Marsh’s reluctance seems silly now, especially after the Sunnyside Christian senior scored a team-high 17 points in the Knights’ 54-45 championship victory over Yakama Tribal in the State 1B boys basketball tournament on Saturday.
Sunnyside Christian has won three consecutive championships, sending Marsh and the team’s other three seniors out on the highest of notes.
“This is something else,” Marsh said, clutching in his right hand a piece of the net he had just snipped off the rim as a keepsake. “It’s an incredible feeling. … There is no way I could’ve envisioned this.”
Knights coach Dean Wagenaar described Marsh as “unique” in that his demeanor masks the competitor that lies within.
“I used to tell if someone was ready to play by their body language,” Wagenaar said. “Kyler blew up that paradigm. The closer he is to asleep in the locker room, the better he’ll play.”
Marsh finished with five 3-pointers, the last of which gave Sunnyside Christian a 43-38 lead with a little more than 6 minutes left in the game. Bode Jansen added a pair of important buckets before Lucas Dykstra polished off the win with the Knights’ final seven points in the last 3 minutes.
Dykstra finished with 14 points. Teammate Ross Faber scored all 10 of his points before halftime and added a game-high 13 rebounds. Faber, Dykstra and Brennan Rip, who had six points and seven rebounds, are the team’s other seniors.
Yakama Tribal cousins Bryce Strom (22 points) and Bryan Strom (11 points) carried the Eagles, much as they have throughout the tournament. The two combined for 12 points in the opening quarter, which ended with Yakama Tribal leading 14-11.
Bryce Strom, a 5-foot-8 junior guard, set the tone for his teammates and generated offense on 10-for-18 shooting from the floor.

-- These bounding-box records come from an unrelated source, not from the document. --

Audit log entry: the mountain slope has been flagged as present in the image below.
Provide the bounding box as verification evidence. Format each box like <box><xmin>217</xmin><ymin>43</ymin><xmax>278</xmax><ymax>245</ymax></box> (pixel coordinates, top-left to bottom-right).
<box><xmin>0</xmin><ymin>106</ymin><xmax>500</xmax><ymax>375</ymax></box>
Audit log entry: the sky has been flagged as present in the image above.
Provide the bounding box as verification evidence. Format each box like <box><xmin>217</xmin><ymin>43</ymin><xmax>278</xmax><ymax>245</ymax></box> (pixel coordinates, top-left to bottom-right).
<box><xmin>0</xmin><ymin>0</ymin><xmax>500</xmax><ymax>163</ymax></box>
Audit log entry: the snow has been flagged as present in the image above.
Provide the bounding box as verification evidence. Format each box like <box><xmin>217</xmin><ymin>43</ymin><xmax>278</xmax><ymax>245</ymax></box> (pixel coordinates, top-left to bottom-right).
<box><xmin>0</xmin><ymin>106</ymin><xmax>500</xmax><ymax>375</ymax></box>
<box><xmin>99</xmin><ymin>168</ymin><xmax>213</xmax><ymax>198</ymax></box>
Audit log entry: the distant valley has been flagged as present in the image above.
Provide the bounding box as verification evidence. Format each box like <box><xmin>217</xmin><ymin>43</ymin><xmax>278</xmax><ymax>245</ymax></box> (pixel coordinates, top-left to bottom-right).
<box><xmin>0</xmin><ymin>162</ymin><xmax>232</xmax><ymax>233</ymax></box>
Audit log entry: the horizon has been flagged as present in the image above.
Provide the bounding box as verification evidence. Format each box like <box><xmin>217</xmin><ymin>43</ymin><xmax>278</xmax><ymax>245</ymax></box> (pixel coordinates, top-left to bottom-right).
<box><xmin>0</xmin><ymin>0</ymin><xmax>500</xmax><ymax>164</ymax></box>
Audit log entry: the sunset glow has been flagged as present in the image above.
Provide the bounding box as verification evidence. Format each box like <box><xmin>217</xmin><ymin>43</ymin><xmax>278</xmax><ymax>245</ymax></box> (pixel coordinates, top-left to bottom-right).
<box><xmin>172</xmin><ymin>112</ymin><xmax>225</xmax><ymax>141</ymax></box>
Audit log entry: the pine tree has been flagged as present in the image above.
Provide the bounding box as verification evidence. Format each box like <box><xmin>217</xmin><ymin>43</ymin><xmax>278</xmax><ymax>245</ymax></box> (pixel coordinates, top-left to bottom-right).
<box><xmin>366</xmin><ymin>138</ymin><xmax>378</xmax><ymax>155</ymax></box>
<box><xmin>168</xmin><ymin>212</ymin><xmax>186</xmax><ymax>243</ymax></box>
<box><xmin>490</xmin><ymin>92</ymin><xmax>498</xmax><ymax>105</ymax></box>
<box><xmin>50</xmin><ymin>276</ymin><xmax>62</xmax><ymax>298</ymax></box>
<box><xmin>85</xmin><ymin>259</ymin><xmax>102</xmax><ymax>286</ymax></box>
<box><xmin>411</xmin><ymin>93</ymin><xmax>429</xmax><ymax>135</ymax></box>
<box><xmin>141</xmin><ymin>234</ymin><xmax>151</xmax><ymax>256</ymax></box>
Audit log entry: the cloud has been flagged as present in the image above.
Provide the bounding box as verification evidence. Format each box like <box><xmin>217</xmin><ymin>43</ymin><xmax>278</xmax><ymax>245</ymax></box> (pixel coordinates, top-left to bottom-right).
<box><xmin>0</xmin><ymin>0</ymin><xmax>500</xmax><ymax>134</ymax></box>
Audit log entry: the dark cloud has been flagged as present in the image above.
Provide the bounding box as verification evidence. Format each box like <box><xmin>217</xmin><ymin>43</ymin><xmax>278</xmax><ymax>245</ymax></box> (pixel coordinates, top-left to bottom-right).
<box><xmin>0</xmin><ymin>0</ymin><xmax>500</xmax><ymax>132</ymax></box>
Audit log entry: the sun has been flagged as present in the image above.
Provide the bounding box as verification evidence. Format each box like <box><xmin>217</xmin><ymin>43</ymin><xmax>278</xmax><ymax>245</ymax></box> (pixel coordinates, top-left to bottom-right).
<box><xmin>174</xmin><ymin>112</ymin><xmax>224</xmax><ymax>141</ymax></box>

He scored five points during a 7-0 run to end the third quarter that pulled the Eagles within 40-38.
Yakama Tribal (20-5) was the only team to defeat the Knights (25-1) during the regular season, but Sunnyside Christian won the final three meetings. Wagenaar said the two district rivals have played 24 times in the last six years.
“They have made us so much better because they play so hard,” Wagenaar said.
Odessa 63, Oakesdale 45: Ryan Moffet scored 27 points and the second-seeded Tigers (25-3) beat the 12th-seeded Nighthawks (18-9) in the fourth-place game.
Moffet accumulated 123 points over the tournament, setting a tournament record. His 30.7 points per game average also set a record.
Marcus King added 12 points for Odessa and Tim DeWulf had 10 points with a game-high nine rebounds.
Kieron Anderson led Oakesdale with 16 points and Evan Henning added another 10.
Odessa shot 48 percent from the field and limited Oakesdale to 38 percent. The Tigers also did well from the free-throw line. They were 14 for 17 while the Nighthawks were 4 for 9.
Muckleshoot Tribal 68, Almira/Coulee-Hartline 44: Kash Nichols scored 20 points with five rebounds and the fifth-seeded Kings (25-4) beat the seventh-seeded Warriors (20-6) in the third-place game.
Maguire Isaak led Almira/Coulee-Hartline with 15 points on 6-for-15 shooting. Darius Nichols added 16 points with 10 rebounds and four steals for Muckleshoot Tribal.
The Kings were in control from the start, scoring 24 points in the first quarter. Muckleshoot Tribal outrebounded ACH 41-21.
The Kings shot almost 50 percent (26 for 53) from the field while holding the Warriors to 31 percent. ACH shot just 5 for 28 on 3-pointers.